16. Don’t fucking daydream about it. Do it. Write your own ending.

Fuck Your ‘Sixteen Small Steps to Happiness’, love Daisy Lola (via spearmintblonde)

Thirteen must have been left intentionally blank, either for us to write our own, or as a reminder that what happens next is a mystery, right up until the moment when whatever “it” is occurs. Learn to embrace the moment, even the kitchen sink leaning, woolgathering ones. ~Crazy Daisy Me

January 4, 2014

disaster averted

My coffee pot flubbed up this morning. Just two cups were brewed and the rest of the pot wouldn’t drain on through. WTH?! I didn’t panic. I didn’t stomp or cuss. I talked to it nicely, and said, “Why won’t you make coffee?!” Then I calmly opened up the top of the coffee machine and jiggled the carafe atop the warmer, like any sane person would do. The best part is, it worked! Woo hoo! Pouring my first of two mugs now. *whew* Yes, I talk to inanimate objects. Don’t you?!

January 2, 2014

Today was Happy New Front Door Day here! I. So. LOVE. It. A bare tree. Meant to be. *lots of smiling and kitchen happy dancing going on*
December 23, 2013

I’m standing with one foot on the ledge between the kitchen sinks, and one foot on the adjacent kitchen counter, twisting a hook into the window moulding to hang a birthday treasure. My youngest boy just says, “Hi, Mom” as he ducks into the half bath off the kitchen. Blasé. No big deal.

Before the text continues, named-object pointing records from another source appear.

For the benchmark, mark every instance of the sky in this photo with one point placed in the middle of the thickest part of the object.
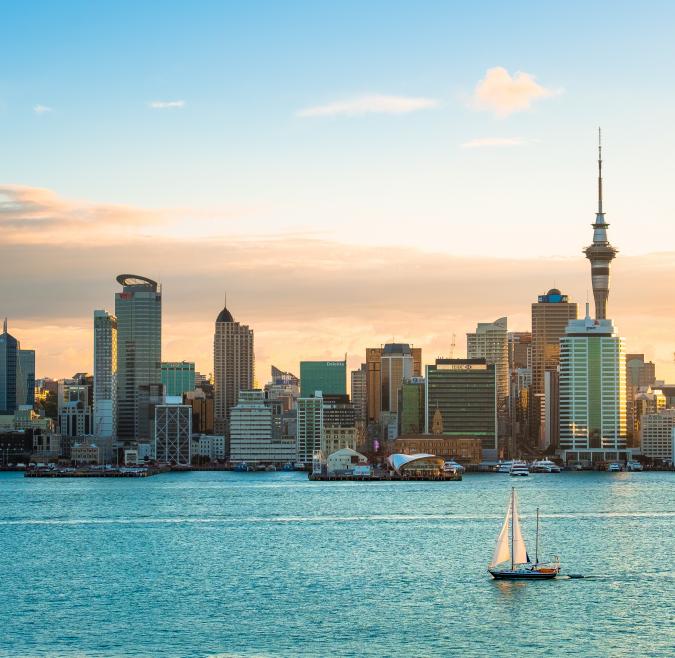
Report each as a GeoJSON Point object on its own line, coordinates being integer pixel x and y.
{"type": "Point", "coordinates": [348, 173]}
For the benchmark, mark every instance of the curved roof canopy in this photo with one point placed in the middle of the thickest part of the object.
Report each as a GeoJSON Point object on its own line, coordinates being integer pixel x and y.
{"type": "Point", "coordinates": [136, 281]}
{"type": "Point", "coordinates": [398, 460]}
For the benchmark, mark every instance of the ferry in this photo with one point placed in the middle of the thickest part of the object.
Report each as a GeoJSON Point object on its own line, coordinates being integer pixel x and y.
{"type": "Point", "coordinates": [545, 466]}
{"type": "Point", "coordinates": [519, 468]}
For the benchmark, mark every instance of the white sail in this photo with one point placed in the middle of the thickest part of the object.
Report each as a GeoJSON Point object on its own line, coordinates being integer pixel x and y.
{"type": "Point", "coordinates": [502, 552]}
{"type": "Point", "coordinates": [519, 550]}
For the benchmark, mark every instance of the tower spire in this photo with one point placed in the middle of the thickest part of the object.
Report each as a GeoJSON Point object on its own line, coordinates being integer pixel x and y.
{"type": "Point", "coordinates": [599, 170]}
{"type": "Point", "coordinates": [600, 252]}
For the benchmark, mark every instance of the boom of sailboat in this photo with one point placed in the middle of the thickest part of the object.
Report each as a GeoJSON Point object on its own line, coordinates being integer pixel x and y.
{"type": "Point", "coordinates": [511, 549]}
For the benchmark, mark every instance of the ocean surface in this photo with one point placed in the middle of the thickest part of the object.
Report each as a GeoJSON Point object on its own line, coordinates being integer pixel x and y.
{"type": "Point", "coordinates": [270, 564]}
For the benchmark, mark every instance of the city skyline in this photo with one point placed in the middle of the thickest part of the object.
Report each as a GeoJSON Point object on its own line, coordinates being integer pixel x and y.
{"type": "Point", "coordinates": [366, 168]}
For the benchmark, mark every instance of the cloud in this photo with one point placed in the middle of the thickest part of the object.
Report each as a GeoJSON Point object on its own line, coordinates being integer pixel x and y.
{"type": "Point", "coordinates": [31, 215]}
{"type": "Point", "coordinates": [483, 142]}
{"type": "Point", "coordinates": [503, 94]}
{"type": "Point", "coordinates": [165, 105]}
{"type": "Point", "coordinates": [373, 104]}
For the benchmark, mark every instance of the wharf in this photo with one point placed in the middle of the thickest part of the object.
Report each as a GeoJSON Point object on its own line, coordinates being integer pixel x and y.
{"type": "Point", "coordinates": [91, 472]}
{"type": "Point", "coordinates": [385, 477]}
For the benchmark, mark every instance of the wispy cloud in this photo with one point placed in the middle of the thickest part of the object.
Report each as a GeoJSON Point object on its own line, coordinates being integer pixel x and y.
{"type": "Point", "coordinates": [486, 142]}
{"type": "Point", "coordinates": [371, 104]}
{"type": "Point", "coordinates": [166, 105]}
{"type": "Point", "coordinates": [503, 94]}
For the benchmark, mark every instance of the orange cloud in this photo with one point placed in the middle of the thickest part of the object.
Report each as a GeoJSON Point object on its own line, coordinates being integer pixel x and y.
{"type": "Point", "coordinates": [503, 94]}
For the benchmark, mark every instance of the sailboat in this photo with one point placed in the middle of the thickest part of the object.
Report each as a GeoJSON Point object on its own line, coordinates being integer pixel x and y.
{"type": "Point", "coordinates": [511, 547]}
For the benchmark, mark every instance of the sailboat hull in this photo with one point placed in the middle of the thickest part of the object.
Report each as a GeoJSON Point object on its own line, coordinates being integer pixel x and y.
{"type": "Point", "coordinates": [523, 574]}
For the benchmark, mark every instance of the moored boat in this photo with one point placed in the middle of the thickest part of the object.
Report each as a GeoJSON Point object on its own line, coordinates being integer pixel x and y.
{"type": "Point", "coordinates": [519, 468]}
{"type": "Point", "coordinates": [511, 547]}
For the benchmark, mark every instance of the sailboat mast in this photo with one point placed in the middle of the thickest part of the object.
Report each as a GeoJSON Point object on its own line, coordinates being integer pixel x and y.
{"type": "Point", "coordinates": [536, 546]}
{"type": "Point", "coordinates": [513, 495]}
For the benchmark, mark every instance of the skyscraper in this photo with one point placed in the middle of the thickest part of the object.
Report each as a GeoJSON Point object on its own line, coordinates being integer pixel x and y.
{"type": "Point", "coordinates": [178, 377]}
{"type": "Point", "coordinates": [550, 315]}
{"type": "Point", "coordinates": [600, 253]}
{"type": "Point", "coordinates": [490, 342]}
{"type": "Point", "coordinates": [385, 370]}
{"type": "Point", "coordinates": [592, 391]}
{"type": "Point", "coordinates": [461, 400]}
{"type": "Point", "coordinates": [233, 367]}
{"type": "Point", "coordinates": [105, 374]}
{"type": "Point", "coordinates": [25, 385]}
{"type": "Point", "coordinates": [139, 349]}
{"type": "Point", "coordinates": [9, 368]}
{"type": "Point", "coordinates": [329, 377]}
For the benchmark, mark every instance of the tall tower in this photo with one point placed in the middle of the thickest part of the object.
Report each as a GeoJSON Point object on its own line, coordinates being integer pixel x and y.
{"type": "Point", "coordinates": [139, 351]}
{"type": "Point", "coordinates": [600, 253]}
{"type": "Point", "coordinates": [233, 367]}
{"type": "Point", "coordinates": [105, 374]}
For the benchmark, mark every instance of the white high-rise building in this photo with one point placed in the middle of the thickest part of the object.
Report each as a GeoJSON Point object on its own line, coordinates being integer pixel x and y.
{"type": "Point", "coordinates": [233, 366]}
{"type": "Point", "coordinates": [173, 432]}
{"type": "Point", "coordinates": [255, 436]}
{"type": "Point", "coordinates": [592, 392]}
{"type": "Point", "coordinates": [105, 374]}
{"type": "Point", "coordinates": [491, 342]}
{"type": "Point", "coordinates": [309, 427]}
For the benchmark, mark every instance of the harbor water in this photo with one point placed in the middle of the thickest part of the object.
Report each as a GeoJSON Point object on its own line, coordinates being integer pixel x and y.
{"type": "Point", "coordinates": [270, 564]}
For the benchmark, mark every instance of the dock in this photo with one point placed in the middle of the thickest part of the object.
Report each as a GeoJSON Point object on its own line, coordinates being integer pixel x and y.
{"type": "Point", "coordinates": [385, 477]}
{"type": "Point", "coordinates": [91, 472]}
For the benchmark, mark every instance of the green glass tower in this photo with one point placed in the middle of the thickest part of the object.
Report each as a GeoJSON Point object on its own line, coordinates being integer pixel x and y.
{"type": "Point", "coordinates": [329, 377]}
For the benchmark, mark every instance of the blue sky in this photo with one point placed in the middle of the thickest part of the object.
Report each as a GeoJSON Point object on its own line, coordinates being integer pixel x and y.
{"type": "Point", "coordinates": [235, 156]}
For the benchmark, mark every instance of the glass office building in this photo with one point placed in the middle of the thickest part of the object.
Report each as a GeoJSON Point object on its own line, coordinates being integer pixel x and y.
{"type": "Point", "coordinates": [139, 349]}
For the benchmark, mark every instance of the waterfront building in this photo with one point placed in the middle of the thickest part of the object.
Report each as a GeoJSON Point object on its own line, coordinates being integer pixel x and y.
{"type": "Point", "coordinates": [550, 315]}
{"type": "Point", "coordinates": [85, 453]}
{"type": "Point", "coordinates": [347, 460]}
{"type": "Point", "coordinates": [386, 367]}
{"type": "Point", "coordinates": [329, 377]}
{"type": "Point", "coordinates": [74, 407]}
{"type": "Point", "coordinates": [9, 371]}
{"type": "Point", "coordinates": [464, 450]}
{"type": "Point", "coordinates": [309, 428]}
{"type": "Point", "coordinates": [25, 385]}
{"type": "Point", "coordinates": [172, 441]}
{"type": "Point", "coordinates": [105, 374]}
{"type": "Point", "coordinates": [202, 410]}
{"type": "Point", "coordinates": [233, 366]}
{"type": "Point", "coordinates": [138, 309]}
{"type": "Point", "coordinates": [359, 392]}
{"type": "Point", "coordinates": [461, 396]}
{"type": "Point", "coordinates": [592, 391]}
{"type": "Point", "coordinates": [335, 438]}
{"type": "Point", "coordinates": [646, 401]}
{"type": "Point", "coordinates": [411, 406]}
{"type": "Point", "coordinates": [256, 435]}
{"type": "Point", "coordinates": [656, 435]}
{"type": "Point", "coordinates": [178, 377]}
{"type": "Point", "coordinates": [639, 374]}
{"type": "Point", "coordinates": [593, 367]}
{"type": "Point", "coordinates": [209, 446]}
{"type": "Point", "coordinates": [490, 342]}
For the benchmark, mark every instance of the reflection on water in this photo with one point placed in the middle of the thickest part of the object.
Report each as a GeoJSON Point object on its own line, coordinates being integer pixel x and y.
{"type": "Point", "coordinates": [202, 564]}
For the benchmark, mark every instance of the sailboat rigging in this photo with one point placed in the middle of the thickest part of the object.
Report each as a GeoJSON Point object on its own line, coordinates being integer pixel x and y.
{"type": "Point", "coordinates": [511, 547]}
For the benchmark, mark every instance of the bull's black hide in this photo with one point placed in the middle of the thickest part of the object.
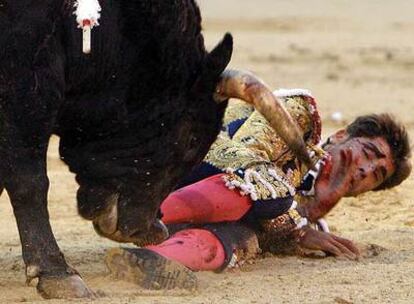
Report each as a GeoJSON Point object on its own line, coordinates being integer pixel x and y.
{"type": "Point", "coordinates": [133, 117]}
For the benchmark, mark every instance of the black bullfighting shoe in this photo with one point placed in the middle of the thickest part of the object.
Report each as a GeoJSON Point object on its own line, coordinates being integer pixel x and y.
{"type": "Point", "coordinates": [149, 269]}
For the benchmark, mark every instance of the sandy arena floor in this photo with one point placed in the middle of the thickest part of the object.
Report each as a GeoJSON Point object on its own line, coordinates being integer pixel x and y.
{"type": "Point", "coordinates": [357, 57]}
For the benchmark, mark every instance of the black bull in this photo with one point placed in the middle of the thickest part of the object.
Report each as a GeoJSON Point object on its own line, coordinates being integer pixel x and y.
{"type": "Point", "coordinates": [133, 116]}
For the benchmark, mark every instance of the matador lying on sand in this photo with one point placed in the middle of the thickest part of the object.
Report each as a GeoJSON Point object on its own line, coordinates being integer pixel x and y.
{"type": "Point", "coordinates": [252, 195]}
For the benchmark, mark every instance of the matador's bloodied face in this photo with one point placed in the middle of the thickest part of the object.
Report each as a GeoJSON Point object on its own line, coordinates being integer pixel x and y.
{"type": "Point", "coordinates": [359, 164]}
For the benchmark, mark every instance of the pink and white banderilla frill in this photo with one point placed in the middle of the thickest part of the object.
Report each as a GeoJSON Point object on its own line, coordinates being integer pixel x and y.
{"type": "Point", "coordinates": [87, 14]}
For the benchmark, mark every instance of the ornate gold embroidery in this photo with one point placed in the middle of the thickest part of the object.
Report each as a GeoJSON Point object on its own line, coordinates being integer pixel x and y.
{"type": "Point", "coordinates": [259, 151]}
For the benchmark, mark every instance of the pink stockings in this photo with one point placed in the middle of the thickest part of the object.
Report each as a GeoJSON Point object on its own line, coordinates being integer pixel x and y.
{"type": "Point", "coordinates": [208, 201]}
{"type": "Point", "coordinates": [197, 249]}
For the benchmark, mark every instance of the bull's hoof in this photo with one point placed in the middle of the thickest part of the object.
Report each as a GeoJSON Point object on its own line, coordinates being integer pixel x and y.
{"type": "Point", "coordinates": [149, 269]}
{"type": "Point", "coordinates": [157, 234]}
{"type": "Point", "coordinates": [63, 287]}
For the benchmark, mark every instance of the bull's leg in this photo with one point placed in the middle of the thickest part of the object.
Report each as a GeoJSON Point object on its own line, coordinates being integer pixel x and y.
{"type": "Point", "coordinates": [31, 92]}
{"type": "Point", "coordinates": [27, 188]}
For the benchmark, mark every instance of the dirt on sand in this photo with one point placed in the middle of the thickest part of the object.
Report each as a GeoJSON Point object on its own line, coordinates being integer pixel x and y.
{"type": "Point", "coordinates": [357, 57]}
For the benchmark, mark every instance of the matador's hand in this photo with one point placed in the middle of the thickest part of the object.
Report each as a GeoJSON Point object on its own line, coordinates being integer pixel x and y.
{"type": "Point", "coordinates": [317, 240]}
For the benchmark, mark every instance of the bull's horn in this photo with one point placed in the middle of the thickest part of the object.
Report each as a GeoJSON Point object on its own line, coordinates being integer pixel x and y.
{"type": "Point", "coordinates": [249, 88]}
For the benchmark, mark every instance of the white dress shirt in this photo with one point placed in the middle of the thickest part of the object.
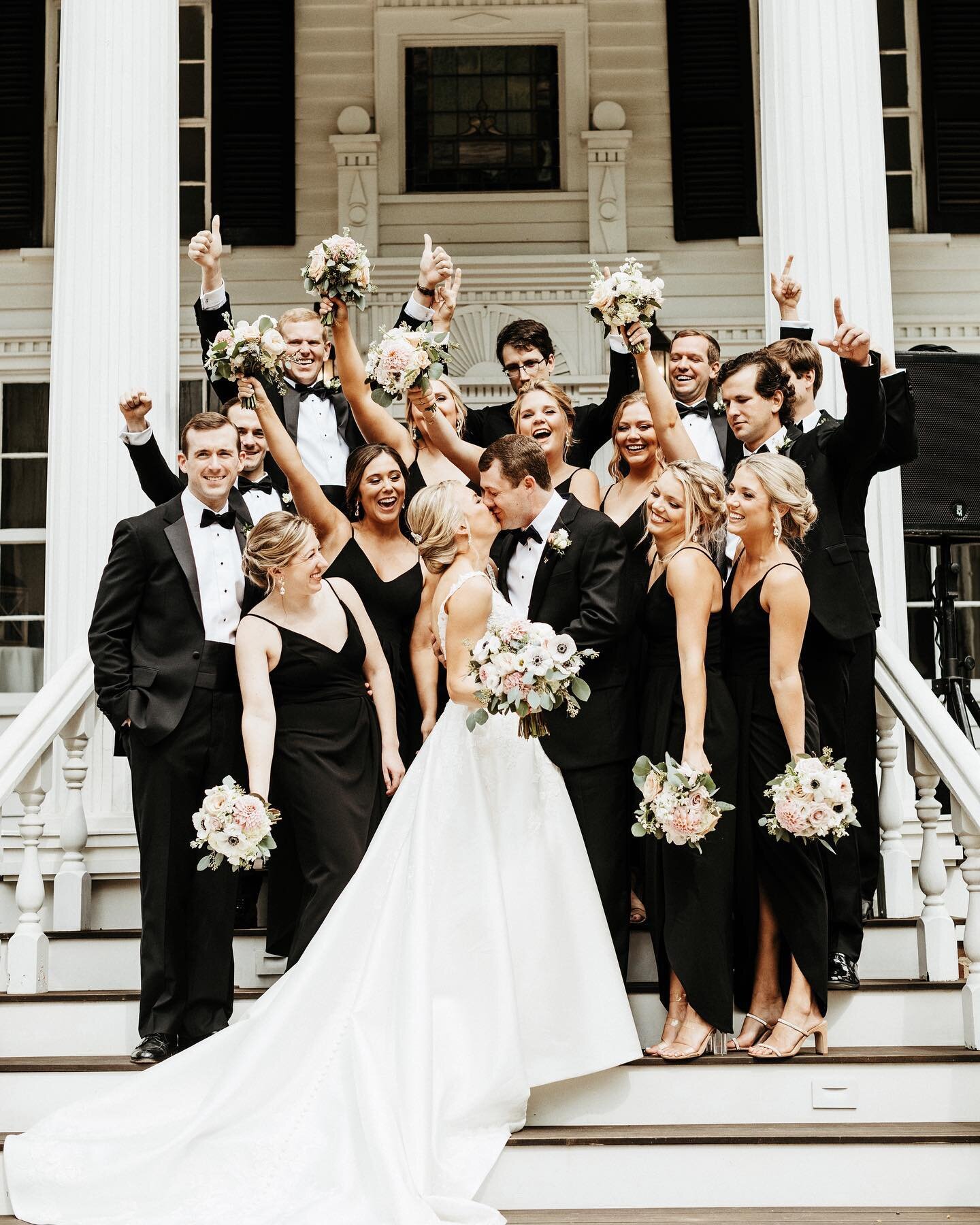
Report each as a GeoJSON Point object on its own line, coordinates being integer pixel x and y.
{"type": "Point", "coordinates": [217, 559]}
{"type": "Point", "coordinates": [320, 444]}
{"type": "Point", "coordinates": [527, 557]}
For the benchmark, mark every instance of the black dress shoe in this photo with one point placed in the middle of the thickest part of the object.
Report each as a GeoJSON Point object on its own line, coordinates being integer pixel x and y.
{"type": "Point", "coordinates": [154, 1049]}
{"type": "Point", "coordinates": [842, 972]}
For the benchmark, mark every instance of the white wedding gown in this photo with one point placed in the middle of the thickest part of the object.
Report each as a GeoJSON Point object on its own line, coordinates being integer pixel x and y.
{"type": "Point", "coordinates": [378, 1082]}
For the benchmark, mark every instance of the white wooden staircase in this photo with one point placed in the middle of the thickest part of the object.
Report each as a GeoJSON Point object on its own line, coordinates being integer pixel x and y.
{"type": "Point", "coordinates": [886, 1127]}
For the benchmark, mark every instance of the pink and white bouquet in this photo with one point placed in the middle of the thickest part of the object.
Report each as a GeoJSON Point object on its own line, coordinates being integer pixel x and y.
{"type": "Point", "coordinates": [626, 297]}
{"type": "Point", "coordinates": [811, 799]}
{"type": "Point", "coordinates": [338, 267]}
{"type": "Point", "coordinates": [679, 802]}
{"type": "Point", "coordinates": [245, 349]}
{"type": "Point", "coordinates": [406, 358]}
{"type": "Point", "coordinates": [523, 667]}
{"type": "Point", "coordinates": [232, 823]}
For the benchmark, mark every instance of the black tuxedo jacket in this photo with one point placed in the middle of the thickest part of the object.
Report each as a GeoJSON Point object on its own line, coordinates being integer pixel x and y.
{"type": "Point", "coordinates": [147, 631]}
{"type": "Point", "coordinates": [580, 592]}
{"type": "Point", "coordinates": [161, 483]}
{"type": "Point", "coordinates": [593, 423]}
{"type": "Point", "coordinates": [210, 323]}
{"type": "Point", "coordinates": [828, 456]}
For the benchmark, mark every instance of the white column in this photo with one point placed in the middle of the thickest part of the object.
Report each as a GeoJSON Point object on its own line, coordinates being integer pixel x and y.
{"type": "Point", "coordinates": [116, 321]}
{"type": "Point", "coordinates": [823, 201]}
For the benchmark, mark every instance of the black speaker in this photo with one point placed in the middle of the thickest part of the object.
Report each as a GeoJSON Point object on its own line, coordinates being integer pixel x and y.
{"type": "Point", "coordinates": [941, 490]}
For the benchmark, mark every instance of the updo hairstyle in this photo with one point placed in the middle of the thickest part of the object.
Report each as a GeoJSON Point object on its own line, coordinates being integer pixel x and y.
{"type": "Point", "coordinates": [784, 483]}
{"type": "Point", "coordinates": [275, 540]}
{"type": "Point", "coordinates": [434, 519]}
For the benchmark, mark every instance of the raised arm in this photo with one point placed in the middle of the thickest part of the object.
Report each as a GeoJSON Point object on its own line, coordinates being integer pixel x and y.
{"type": "Point", "coordinates": [378, 675]}
{"type": "Point", "coordinates": [672, 436]}
{"type": "Point", "coordinates": [332, 528]}
{"type": "Point", "coordinates": [157, 480]}
{"type": "Point", "coordinates": [257, 647]}
{"type": "Point", "coordinates": [787, 602]}
{"type": "Point", "coordinates": [374, 422]}
{"type": "Point", "coordinates": [692, 581]}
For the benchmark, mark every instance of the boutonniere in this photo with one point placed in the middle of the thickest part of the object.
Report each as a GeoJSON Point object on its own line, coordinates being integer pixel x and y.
{"type": "Point", "coordinates": [559, 540]}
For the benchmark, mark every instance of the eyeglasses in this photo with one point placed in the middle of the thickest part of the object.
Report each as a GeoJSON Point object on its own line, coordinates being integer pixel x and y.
{"type": "Point", "coordinates": [527, 368]}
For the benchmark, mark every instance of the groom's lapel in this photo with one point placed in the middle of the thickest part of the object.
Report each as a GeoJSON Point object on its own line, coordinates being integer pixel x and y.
{"type": "Point", "coordinates": [549, 557]}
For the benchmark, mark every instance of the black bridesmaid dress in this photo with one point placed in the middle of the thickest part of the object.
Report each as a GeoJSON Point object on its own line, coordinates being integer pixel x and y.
{"type": "Point", "coordinates": [788, 871]}
{"type": "Point", "coordinates": [392, 608]}
{"type": "Point", "coordinates": [326, 766]}
{"type": "Point", "coordinates": [689, 894]}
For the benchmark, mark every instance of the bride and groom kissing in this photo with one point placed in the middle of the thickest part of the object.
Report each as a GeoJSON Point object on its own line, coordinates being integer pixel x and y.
{"type": "Point", "coordinates": [468, 960]}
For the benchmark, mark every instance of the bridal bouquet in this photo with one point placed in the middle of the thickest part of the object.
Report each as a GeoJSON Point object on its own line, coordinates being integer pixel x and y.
{"type": "Point", "coordinates": [679, 802]}
{"type": "Point", "coordinates": [338, 267]}
{"type": "Point", "coordinates": [813, 799]}
{"type": "Point", "coordinates": [406, 358]}
{"type": "Point", "coordinates": [250, 350]}
{"type": "Point", "coordinates": [234, 825]}
{"type": "Point", "coordinates": [526, 668]}
{"type": "Point", "coordinates": [627, 297]}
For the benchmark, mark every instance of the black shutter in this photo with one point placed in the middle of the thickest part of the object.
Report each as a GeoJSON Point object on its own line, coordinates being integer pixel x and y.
{"type": "Point", "coordinates": [252, 125]}
{"type": "Point", "coordinates": [949, 42]}
{"type": "Point", "coordinates": [712, 119]}
{"type": "Point", "coordinates": [22, 124]}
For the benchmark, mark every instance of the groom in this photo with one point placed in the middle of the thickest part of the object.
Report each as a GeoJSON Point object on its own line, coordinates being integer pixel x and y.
{"type": "Point", "coordinates": [561, 563]}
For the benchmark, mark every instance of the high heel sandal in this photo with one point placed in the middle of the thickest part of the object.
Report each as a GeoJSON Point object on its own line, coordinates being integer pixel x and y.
{"type": "Point", "coordinates": [820, 1041]}
{"type": "Point", "coordinates": [767, 1028]}
{"type": "Point", "coordinates": [715, 1036]}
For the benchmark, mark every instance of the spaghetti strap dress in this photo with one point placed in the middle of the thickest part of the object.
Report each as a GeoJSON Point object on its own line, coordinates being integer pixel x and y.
{"type": "Point", "coordinates": [326, 766]}
{"type": "Point", "coordinates": [392, 608]}
{"type": "Point", "coordinates": [690, 894]}
{"type": "Point", "coordinates": [788, 871]}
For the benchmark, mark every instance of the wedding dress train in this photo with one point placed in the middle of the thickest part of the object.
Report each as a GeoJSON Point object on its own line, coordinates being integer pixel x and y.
{"type": "Point", "coordinates": [379, 1079]}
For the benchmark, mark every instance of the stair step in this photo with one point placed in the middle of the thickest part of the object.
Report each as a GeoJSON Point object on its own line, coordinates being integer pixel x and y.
{"type": "Point", "coordinates": [886, 1012]}
{"type": "Point", "coordinates": [851, 1084]}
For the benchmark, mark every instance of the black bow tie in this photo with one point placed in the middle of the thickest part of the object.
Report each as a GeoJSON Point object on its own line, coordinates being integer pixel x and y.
{"type": "Point", "coordinates": [226, 520]}
{"type": "Point", "coordinates": [700, 410]}
{"type": "Point", "coordinates": [318, 389]}
{"type": "Point", "coordinates": [246, 487]}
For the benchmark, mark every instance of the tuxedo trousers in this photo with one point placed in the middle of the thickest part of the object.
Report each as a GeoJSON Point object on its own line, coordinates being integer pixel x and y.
{"type": "Point", "coordinates": [603, 800]}
{"type": "Point", "coordinates": [826, 664]}
{"type": "Point", "coordinates": [186, 974]}
{"type": "Point", "coordinates": [863, 760]}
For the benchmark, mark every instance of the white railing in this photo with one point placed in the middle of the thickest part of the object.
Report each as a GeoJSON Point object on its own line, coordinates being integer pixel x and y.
{"type": "Point", "coordinates": [63, 710]}
{"type": "Point", "coordinates": [937, 750]}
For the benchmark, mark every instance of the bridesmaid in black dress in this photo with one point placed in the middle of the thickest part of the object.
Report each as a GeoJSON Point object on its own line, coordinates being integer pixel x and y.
{"type": "Point", "coordinates": [542, 410]}
{"type": "Point", "coordinates": [689, 713]}
{"type": "Point", "coordinates": [318, 747]}
{"type": "Point", "coordinates": [781, 938]}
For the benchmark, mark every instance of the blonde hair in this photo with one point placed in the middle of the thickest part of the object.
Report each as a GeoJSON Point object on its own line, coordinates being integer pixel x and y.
{"type": "Point", "coordinates": [434, 520]}
{"type": "Point", "coordinates": [560, 397]}
{"type": "Point", "coordinates": [784, 484]}
{"type": "Point", "coordinates": [704, 505]}
{"type": "Point", "coordinates": [275, 540]}
{"type": "Point", "coordinates": [617, 462]}
{"type": "Point", "coordinates": [456, 396]}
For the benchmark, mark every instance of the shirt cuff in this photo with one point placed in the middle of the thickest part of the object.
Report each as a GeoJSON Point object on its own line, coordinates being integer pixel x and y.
{"type": "Point", "coordinates": [214, 299]}
{"type": "Point", "coordinates": [137, 440]}
{"type": "Point", "coordinates": [416, 312]}
{"type": "Point", "coordinates": [617, 343]}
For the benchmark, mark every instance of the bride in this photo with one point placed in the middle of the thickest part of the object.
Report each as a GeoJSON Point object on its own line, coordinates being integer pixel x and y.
{"type": "Point", "coordinates": [378, 1081]}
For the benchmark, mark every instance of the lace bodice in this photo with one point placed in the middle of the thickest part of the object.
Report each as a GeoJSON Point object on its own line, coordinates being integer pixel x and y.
{"type": "Point", "coordinates": [499, 608]}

Curiosity not piqued at all. Even though, for the record, I am not often found counter climbing. In other news, both of my feet are back on ground now, even if my heart is soaring a bit, as I daydream and smile at the blue crescent moon made of glass now dangling over my head. On sunny days the faceted clear crystals will add colorful rainbows to my kitchen walls. I can hardly wait! Until then, I’ll smile at la lune and dream about the kind of moments that happen just once in a blue moon. Smiling crooked crescents are my favorite moon phase, other than half, three quarter and ginormous full. I sort of love them all!

December 8, 2013

My youngest son slept in this morning. Sweet ten year old boy needed those extra zzzzz’s. The sound of his door creaking open from the top floor drifted down to where I stood in the kitchen. I smiled in anticipation even before I heard his joyful exclamation, “IT’S SNOWING!!!!!” He spied those tiny white flakes through the big picture window. I met him in the front door hallway. He hugged me. We stand nearly eye to eye. A few hours later, on the phone with my father, he told me my mother met the snowy morning in much the same way. Joy is all around us, especially in the simple things, those quiet moments, like a prolonged good morning hug that says, “I love you” without the actual words. Snowflakes are no longer dancing on the wind. My youngest boy has been window gazing periodically, still hopeful for a blizzard and no school snow days. Patience. Winter is just begun.